Event association rules can be expressed as $X_{a} = > X_{b}$, where $X_{a}$ and $X_{b}$ denote the antecedent and consequent, respectively, of the rules. For each rule, $X_{a} \in X$, $X_{b} \in X$ and $X_{a} \cap X_{b} = \emptyset$ must meet the minimum support and confidence thresholds while yielding a lift value greater than 1.

Definition 1 Support: The probability of the simultaneous occurrence of event causative factor items $X_{a}$ and $X_{b}$ is referred to as the event causative rule support, represented by:

$$Support\left( { X_{a} = > X_{b} } \right) = {\text{P}}\left( {X_{a} \cap X_{b} } \right) = \frac{{\left| {X_{a} \cup X_{b} } \right|}}{\left| S \right|}$$

(6)

where the numerator $\left| {X_{a} \cup X_{b} } \right|$ denotes the count of the simultaneous occurrence of event causative factor items $X_{a}$ and $X_{b}$, and $\left| S \right|$ denotes the total count of all association rules.

Definition 2 Confidence: If an event causative factor item $X_{a}$ occurs, the probability of another event causative factor item $X_{b}$ occurring is referred to as the event causative rule confidence, represented by:

$$Confidence\left( { X_{a} = > X_{b} } \right) = {\text{P}}\left( {X_{a} |X_{b} } \right) = \frac{{\left| {X_{a} \cup X_{b} } \right|}}{{\left| {X_{a} } \right|}}$$

(7)

where the numerator $\left| {X_{a} } \right|$ denotes the count of association rules containing both causative factor items $X_{a}$ and $X_{b}$, and the denominator $\left| {X_{a} \cup X_{b} } \right|$ denotes the count of association rules containing event causative factor items $X_{a}$ and $X_{b}$.

Definition 3 Lift: The measure of improvement in the probability of the occurrence of one event causative factor item $X_{a}$ in the presence of another event causative factor item $X_{b}$ can be expressed as:

$$Lift\left( {X_{a} = > X_{b} } \right) = \frac{{Confidence\left( {X_{a} = > X_{b} } \right)}}{{Support\left( {X_{b} } \right)}}$$

(8)

Antecedents and consequents of the association rule

The core of association rules is to reveal the relationships between items in a dataset, helping to better understand the frequency at which one item set may occur given another. By identifying these relationships, potential patterns and regularities can be determined, providing support for decision-making and prediction. Association rules consist of two parts: the antecedent and the consequent. The antecedent is the condition, while the consequent is the result. The relationship between these parts indicates a trend where certain items may occur in the presence of other items. Association rules were mined based on the support and confidence. The support is a measure of the frequency of simultaneous occurrence of item sets, while the confidence is a measure of the probability of consequent occurrence given the antecedent.

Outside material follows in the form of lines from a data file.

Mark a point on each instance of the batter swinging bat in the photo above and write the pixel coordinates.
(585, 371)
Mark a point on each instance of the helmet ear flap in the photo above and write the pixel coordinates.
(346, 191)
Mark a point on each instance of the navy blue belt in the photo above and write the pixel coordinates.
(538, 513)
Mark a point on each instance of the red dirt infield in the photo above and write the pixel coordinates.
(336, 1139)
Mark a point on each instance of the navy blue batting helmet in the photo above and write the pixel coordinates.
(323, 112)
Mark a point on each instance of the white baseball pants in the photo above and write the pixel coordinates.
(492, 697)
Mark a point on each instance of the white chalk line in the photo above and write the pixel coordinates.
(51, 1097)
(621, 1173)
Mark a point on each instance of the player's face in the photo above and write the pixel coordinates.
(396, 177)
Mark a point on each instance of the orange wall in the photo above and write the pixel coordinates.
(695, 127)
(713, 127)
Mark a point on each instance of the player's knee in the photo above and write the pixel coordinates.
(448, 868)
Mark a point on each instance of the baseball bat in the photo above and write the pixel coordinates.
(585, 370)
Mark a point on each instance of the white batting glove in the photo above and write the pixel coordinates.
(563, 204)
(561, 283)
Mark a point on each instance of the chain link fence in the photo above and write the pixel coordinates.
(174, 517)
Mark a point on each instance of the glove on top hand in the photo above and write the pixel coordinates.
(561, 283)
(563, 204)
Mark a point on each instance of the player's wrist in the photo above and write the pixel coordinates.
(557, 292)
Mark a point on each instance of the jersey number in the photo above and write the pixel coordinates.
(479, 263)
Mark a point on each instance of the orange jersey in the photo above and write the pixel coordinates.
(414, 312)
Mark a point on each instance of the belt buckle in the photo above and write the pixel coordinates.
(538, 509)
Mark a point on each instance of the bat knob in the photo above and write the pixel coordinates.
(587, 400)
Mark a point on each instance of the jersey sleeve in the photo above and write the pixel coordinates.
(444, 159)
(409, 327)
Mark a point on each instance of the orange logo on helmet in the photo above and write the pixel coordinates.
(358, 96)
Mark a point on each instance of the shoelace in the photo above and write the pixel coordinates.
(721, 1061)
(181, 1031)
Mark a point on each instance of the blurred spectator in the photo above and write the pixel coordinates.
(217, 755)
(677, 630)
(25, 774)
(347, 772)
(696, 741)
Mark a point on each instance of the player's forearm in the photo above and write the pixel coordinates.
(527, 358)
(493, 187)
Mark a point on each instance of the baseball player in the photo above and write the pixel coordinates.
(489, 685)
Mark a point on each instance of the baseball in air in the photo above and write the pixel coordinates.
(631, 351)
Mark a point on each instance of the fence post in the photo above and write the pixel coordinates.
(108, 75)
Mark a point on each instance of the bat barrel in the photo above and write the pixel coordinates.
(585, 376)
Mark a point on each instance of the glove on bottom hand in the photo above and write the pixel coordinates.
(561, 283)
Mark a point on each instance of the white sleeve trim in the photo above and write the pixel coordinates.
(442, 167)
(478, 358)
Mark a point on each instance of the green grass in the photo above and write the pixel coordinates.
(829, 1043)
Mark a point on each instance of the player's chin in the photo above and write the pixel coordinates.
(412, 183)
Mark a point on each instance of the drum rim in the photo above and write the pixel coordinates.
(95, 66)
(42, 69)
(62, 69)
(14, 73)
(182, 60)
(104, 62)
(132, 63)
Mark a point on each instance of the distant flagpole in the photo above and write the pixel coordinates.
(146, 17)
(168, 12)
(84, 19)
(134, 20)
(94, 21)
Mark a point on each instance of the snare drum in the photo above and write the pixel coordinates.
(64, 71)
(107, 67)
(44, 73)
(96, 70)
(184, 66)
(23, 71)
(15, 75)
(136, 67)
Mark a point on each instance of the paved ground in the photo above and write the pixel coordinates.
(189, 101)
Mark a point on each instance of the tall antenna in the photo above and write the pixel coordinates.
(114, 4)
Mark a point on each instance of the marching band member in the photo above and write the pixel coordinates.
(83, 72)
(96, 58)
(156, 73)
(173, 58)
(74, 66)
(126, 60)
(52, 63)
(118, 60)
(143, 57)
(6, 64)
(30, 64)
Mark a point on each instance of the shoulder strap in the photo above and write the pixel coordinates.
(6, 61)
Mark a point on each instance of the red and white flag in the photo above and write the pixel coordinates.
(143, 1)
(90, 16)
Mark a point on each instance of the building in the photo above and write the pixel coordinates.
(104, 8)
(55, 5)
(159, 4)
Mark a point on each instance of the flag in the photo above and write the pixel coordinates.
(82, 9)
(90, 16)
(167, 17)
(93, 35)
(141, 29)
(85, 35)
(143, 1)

In association rules, the order of the antecedent and consequent is a key concept but can also lead to confusion. Because association rules describe item sets based on their content rather than their order, the order of item sets does not affect the meaning of the rules. In other words, whether the antecedent or consequent, as long as their contents are the same, the meaning of the rules is the same, indicating some form of correlation or causality between two item sets. However, while conceptually, the order of the antecedent and consequent does not affect the meaning of the association rules, it can affect the calculation of metrics such as the support and confidence. This difference occurs because these metrics are calculated based on specific combinations of item sets, reflecting the degree and frequency of association between different item set combinations. Therefore, even if two rules express the same association relationship, their metrics, such as the support and confidence, may differ due to the actual occurrences in the dataset.

In conclusion, the meaning of the obtained association rules depends on the content of their antecedents and consequences, while the metrics reflect the performance and degree of association of these rules in the actual datasets.

Algorithmic improvements

In the application of the Apriori algorithm for data mining, despite the implementation of conditional checks to avoid division-by-zero errors, not-a-number (NaN) values can still occur. Such instances likely stem from either small data samples or inadequacies in meeting the threshold requirements for metrics such as the support and confidence within certain item sets, thereby resulting in NaN computations. Notably, the emergence of NaN values does not necessarily indicate code errors but may reflect the inherent data characteristics.

In practice, addressing NaN values typically involves employing statistical techniques such as mean or median imputation or adjusting thresholds to mitigate their occurrence. However, due to the distinct nature of aircraft incident data and their difference from conventional datasets, applying statistical methodologies to resolve NaN values, such as using alternative incident cause codes for filling or removing specific cause codes, could alter the interrelations among incident causes, thus compromising the accuracy of the final analysis.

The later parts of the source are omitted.